A faixa-título e também abre-alas do seu novo álbum mostra o quanto o músico se banhou em linhagens melódicas e líricas que prestam tributo à fina estirpe de Paulinho da Viola – em especial, seus sambas que tratam do mar como inspiração, tanto pela fluidez melódica quanto pela atmosfera melancólica e contemplativa. Introduzida pelas graves notas de um sete cordas e pelo ressoar nostálgico de uma cuíca, a canção desliza por versos simples que clamam que a tal correnteza o leve, o mais depressa possível, ao encontro de um amor perdido ou distante.

Já nas faixas seguintes, Feira livre e, principalmente, Desestigma, Krieger acerta a caneta em longas e inventivas letras, mas deixa a desejar em motivos melódicos cíclicos e pouco inspirados. Versos como “Nem tudo que se publica é fato / Nem todo galã das oito é rico / Nem todo camisa 10 é Zico / Nem todo cantor de rock é chato” e “Nem todo maluco é sem juízo / Nem todo grã-fino tem fineza / Nem toda pintura tem beleza / Nem toda beleza é paraíso“ sinalizam a imaginação fértil de um compositor maduro, mas igualmente solto e repleto de frescor em seus traços.
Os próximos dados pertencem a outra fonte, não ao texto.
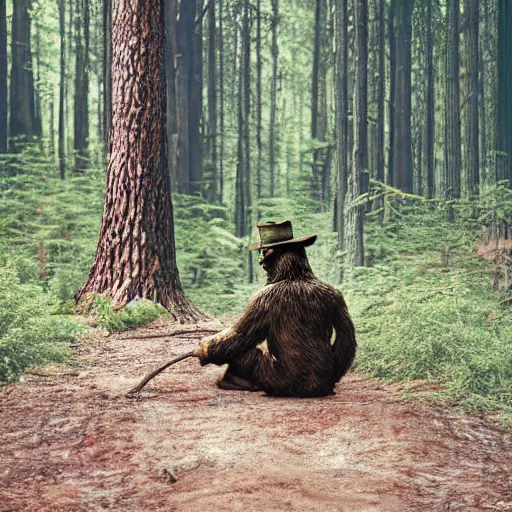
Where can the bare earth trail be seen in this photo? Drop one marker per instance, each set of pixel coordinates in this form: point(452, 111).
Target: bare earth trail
point(75, 443)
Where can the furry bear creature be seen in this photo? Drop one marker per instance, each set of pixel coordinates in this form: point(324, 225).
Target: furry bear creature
point(310, 338)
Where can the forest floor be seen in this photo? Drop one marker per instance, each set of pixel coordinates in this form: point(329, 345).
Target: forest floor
point(70, 441)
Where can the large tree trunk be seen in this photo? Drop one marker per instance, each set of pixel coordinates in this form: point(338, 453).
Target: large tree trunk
point(430, 126)
point(354, 242)
point(171, 15)
point(341, 122)
point(62, 90)
point(3, 77)
point(23, 124)
point(402, 139)
point(451, 182)
point(136, 250)
point(273, 98)
point(107, 71)
point(81, 108)
point(504, 135)
point(472, 170)
point(212, 105)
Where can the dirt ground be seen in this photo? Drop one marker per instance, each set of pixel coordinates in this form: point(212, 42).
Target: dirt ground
point(75, 443)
Contando com a participação especial de um dos integrantes do grupo Tira Poeira, o bandolinista Henry Lentino, Krieger sem empenha em levar adiante o samba de roda Clareia, mas o resultado deixa a desejar se comparado aos sambas que o mesmo riscou em seu debute. Também adornada pelo instrumento de um antigo companheiro de Lapa, o violinista Nicolas Krassik, Galileu é outra que, salvo o belíssimo solo final do francês, pouco acrescenta ao repertório melódico de Krieger. Dando sequência à série de participações musicais que recheiam o miolo de Correnteza, o músico apresenta o bolero Sobre as mãos, assinado em parceria com o violonista Zé Paulo Becker e com direito ao trombone de Roberto Silva e o sofisticado piano de João Donato, além da bela A mais bonita de Copacabana, azeitada pela gaita quente de Rildo Hora.

Pouco ousado, Correnteza surpreende apenas pelo inusitado arranjo tecido para Ela entrava, onde a voz de Krieger é embalada pelos “sopros” de um naipe de cinco cuícas sobrepostas, tocadas pelo percussionista Fabiano Salek. E só recolhe a fluidez plantada na faixa inicial ao se deixar levar pela sanfona de Marcelo Caldi no xote Rosa de Açucena, assim como no forró Graziela, disfarçado de canção pop. Encerrado com o samba(anti)exaltação Serpentina, este ciclo de canções repousa em calmaria e deixa clara a urgência de novas, e talvez revoltas, ondulações musicais.